Austria expects up to 10,000 men, women and children to arrive at its border on Sunday (Sept. 6) alone. In the border town of Nickelsdorf, exhausted but smiling families were being taken by train to the capital Vienna. Most plan to continue their journey into Germany, where refugees have been greeted with open arms.

On Saturday, hundreds more left Hungary’s capital Budapest on foot, having been stuck for days there as the government tried to stop them from reaching Western Europe.

“We want bus,” men shouted as they marched on a national road outside Budapest, intent on moving forward no matter how tired and sore they already were. Hungary deployed over 100 buses over to the Austrian border last week, but it now says it has done enough.

Further south, at the border with Serbia, another thousand refugees, many from war-torn Syria, poured into Hungary by foot.

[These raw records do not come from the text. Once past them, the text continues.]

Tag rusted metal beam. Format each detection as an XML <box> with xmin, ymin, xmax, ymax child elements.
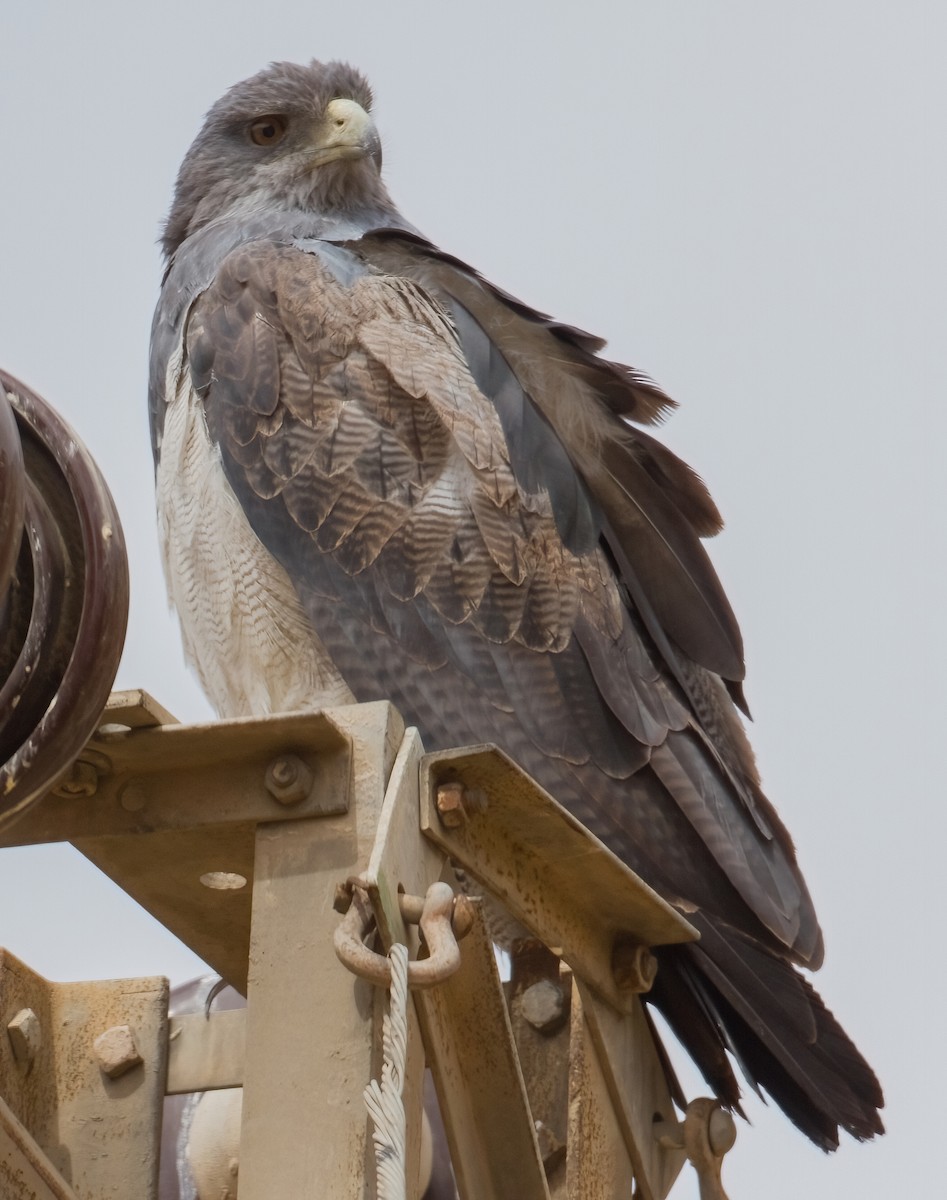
<box><xmin>0</xmin><ymin>1099</ymin><xmax>78</xmax><ymax>1200</ymax></box>
<box><xmin>240</xmin><ymin>704</ymin><xmax>403</xmax><ymax>1200</ymax></box>
<box><xmin>0</xmin><ymin>950</ymin><xmax>168</xmax><ymax>1200</ymax></box>
<box><xmin>421</xmin><ymin>746</ymin><xmax>697</xmax><ymax>1012</ymax></box>
<box><xmin>164</xmin><ymin>1008</ymin><xmax>246</xmax><ymax>1096</ymax></box>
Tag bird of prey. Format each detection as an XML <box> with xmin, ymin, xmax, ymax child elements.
<box><xmin>150</xmin><ymin>61</ymin><xmax>882</xmax><ymax>1148</ymax></box>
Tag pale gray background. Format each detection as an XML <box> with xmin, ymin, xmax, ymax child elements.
<box><xmin>0</xmin><ymin>0</ymin><xmax>947</xmax><ymax>1200</ymax></box>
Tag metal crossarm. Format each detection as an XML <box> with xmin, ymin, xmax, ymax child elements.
<box><xmin>0</xmin><ymin>692</ymin><xmax>729</xmax><ymax>1200</ymax></box>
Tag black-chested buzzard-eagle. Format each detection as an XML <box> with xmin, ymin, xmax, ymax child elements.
<box><xmin>150</xmin><ymin>62</ymin><xmax>882</xmax><ymax>1148</ymax></box>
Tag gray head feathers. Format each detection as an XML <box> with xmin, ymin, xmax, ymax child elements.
<box><xmin>162</xmin><ymin>60</ymin><xmax>398</xmax><ymax>258</ymax></box>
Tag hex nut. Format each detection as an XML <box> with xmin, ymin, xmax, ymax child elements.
<box><xmin>6</xmin><ymin>1008</ymin><xmax>42</xmax><ymax>1070</ymax></box>
<box><xmin>92</xmin><ymin>1025</ymin><xmax>144</xmax><ymax>1079</ymax></box>
<box><xmin>53</xmin><ymin>758</ymin><xmax>98</xmax><ymax>799</ymax></box>
<box><xmin>434</xmin><ymin>779</ymin><xmax>467</xmax><ymax>829</ymax></box>
<box><xmin>119</xmin><ymin>779</ymin><xmax>148</xmax><ymax>812</ymax></box>
<box><xmin>520</xmin><ymin>979</ymin><xmax>567</xmax><ymax>1037</ymax></box>
<box><xmin>612</xmin><ymin>942</ymin><xmax>658</xmax><ymax>996</ymax></box>
<box><xmin>263</xmin><ymin>754</ymin><xmax>312</xmax><ymax>804</ymax></box>
<box><xmin>707</xmin><ymin>1108</ymin><xmax>737</xmax><ymax>1158</ymax></box>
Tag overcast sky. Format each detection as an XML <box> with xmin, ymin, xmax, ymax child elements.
<box><xmin>0</xmin><ymin>0</ymin><xmax>947</xmax><ymax>1200</ymax></box>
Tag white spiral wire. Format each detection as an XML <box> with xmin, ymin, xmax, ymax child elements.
<box><xmin>364</xmin><ymin>942</ymin><xmax>408</xmax><ymax>1200</ymax></box>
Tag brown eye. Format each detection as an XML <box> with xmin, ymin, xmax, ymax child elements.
<box><xmin>250</xmin><ymin>113</ymin><xmax>287</xmax><ymax>146</ymax></box>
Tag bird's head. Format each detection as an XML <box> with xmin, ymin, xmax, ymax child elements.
<box><xmin>162</xmin><ymin>60</ymin><xmax>395</xmax><ymax>257</ymax></box>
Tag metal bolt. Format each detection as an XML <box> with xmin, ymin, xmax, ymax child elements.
<box><xmin>6</xmin><ymin>1008</ymin><xmax>42</xmax><ymax>1070</ymax></box>
<box><xmin>707</xmin><ymin>1109</ymin><xmax>737</xmax><ymax>1158</ymax></box>
<box><xmin>434</xmin><ymin>779</ymin><xmax>487</xmax><ymax>829</ymax></box>
<box><xmin>612</xmin><ymin>942</ymin><xmax>658</xmax><ymax>995</ymax></box>
<box><xmin>263</xmin><ymin>754</ymin><xmax>312</xmax><ymax>804</ymax></box>
<box><xmin>520</xmin><ymin>979</ymin><xmax>565</xmax><ymax>1037</ymax></box>
<box><xmin>119</xmin><ymin>779</ymin><xmax>148</xmax><ymax>812</ymax></box>
<box><xmin>534</xmin><ymin>1121</ymin><xmax>567</xmax><ymax>1174</ymax></box>
<box><xmin>92</xmin><ymin>1025</ymin><xmax>144</xmax><ymax>1079</ymax></box>
<box><xmin>54</xmin><ymin>760</ymin><xmax>98</xmax><ymax>799</ymax></box>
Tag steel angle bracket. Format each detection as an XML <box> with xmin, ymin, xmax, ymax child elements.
<box><xmin>348</xmin><ymin>730</ymin><xmax>549</xmax><ymax>1200</ymax></box>
<box><xmin>0</xmin><ymin>950</ymin><xmax>168</xmax><ymax>1200</ymax></box>
<box><xmin>420</xmin><ymin>745</ymin><xmax>697</xmax><ymax>1012</ymax></box>
<box><xmin>0</xmin><ymin>691</ymin><xmax>353</xmax><ymax>991</ymax></box>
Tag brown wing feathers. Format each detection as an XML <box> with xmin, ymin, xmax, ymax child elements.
<box><xmin>187</xmin><ymin>235</ymin><xmax>880</xmax><ymax>1145</ymax></box>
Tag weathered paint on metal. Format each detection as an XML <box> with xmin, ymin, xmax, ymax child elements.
<box><xmin>0</xmin><ymin>950</ymin><xmax>168</xmax><ymax>1200</ymax></box>
<box><xmin>421</xmin><ymin>746</ymin><xmax>697</xmax><ymax>1010</ymax></box>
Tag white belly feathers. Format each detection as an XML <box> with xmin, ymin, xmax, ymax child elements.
<box><xmin>156</xmin><ymin>347</ymin><xmax>354</xmax><ymax>716</ymax></box>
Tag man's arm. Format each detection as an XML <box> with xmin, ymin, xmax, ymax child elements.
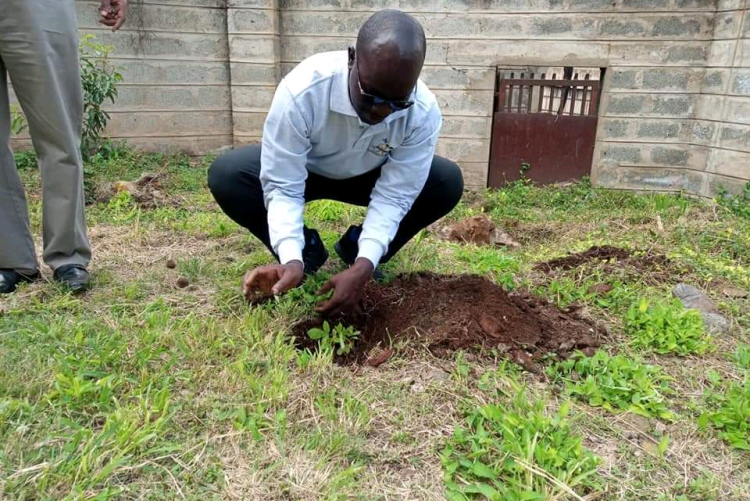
<box><xmin>357</xmin><ymin>105</ymin><xmax>442</xmax><ymax>266</ymax></box>
<box><xmin>260</xmin><ymin>84</ymin><xmax>311</xmax><ymax>264</ymax></box>
<box><xmin>315</xmin><ymin>105</ymin><xmax>442</xmax><ymax>315</ymax></box>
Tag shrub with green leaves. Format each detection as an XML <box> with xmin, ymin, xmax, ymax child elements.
<box><xmin>625</xmin><ymin>299</ymin><xmax>714</xmax><ymax>356</ymax></box>
<box><xmin>79</xmin><ymin>35</ymin><xmax>122</xmax><ymax>159</ymax></box>
<box><xmin>732</xmin><ymin>344</ymin><xmax>750</xmax><ymax>370</ymax></box>
<box><xmin>307</xmin><ymin>321</ymin><xmax>359</xmax><ymax>355</ymax></box>
<box><xmin>441</xmin><ymin>389</ymin><xmax>599</xmax><ymax>501</ymax></box>
<box><xmin>698</xmin><ymin>375</ymin><xmax>750</xmax><ymax>451</ymax></box>
<box><xmin>547</xmin><ymin>351</ymin><xmax>675</xmax><ymax>420</ymax></box>
<box><xmin>718</xmin><ymin>182</ymin><xmax>750</xmax><ymax>219</ymax></box>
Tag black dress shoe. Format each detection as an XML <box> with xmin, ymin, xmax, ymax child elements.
<box><xmin>302</xmin><ymin>226</ymin><xmax>328</xmax><ymax>275</ymax></box>
<box><xmin>0</xmin><ymin>270</ymin><xmax>39</xmax><ymax>294</ymax></box>
<box><xmin>333</xmin><ymin>225</ymin><xmax>385</xmax><ymax>282</ymax></box>
<box><xmin>54</xmin><ymin>264</ymin><xmax>89</xmax><ymax>293</ymax></box>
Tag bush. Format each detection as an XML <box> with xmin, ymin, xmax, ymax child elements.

Many of them were families with small children.

They are part of an unprecedented influx of people escaping conflicts in the Middle East.

According to official estimates, thousands of people cross the so-called Balkan route every day, which goes from the Greek mainland through Macedonia and Serbia before reaching Hungary’s EU external border with Serbia.

Over 140,000 migrants have been registered entering Hungary this year, as part of a huge wave of people seeking to reach Europe by boat across the Mediterranean or by land across the Balkan peninsula.

Hungary has lashed out at Germany, which expects 800,000 asylum seekers this year, for saying it would accept requests from Syrians regardless of where they entered the European Union, contrary to EU rules. Hungarian’s right-wing government says this encourages migrants to come, and it has been building a fence and tightening migration rules in a bid to seal the country’s southern border to migrants as of Sept. 15.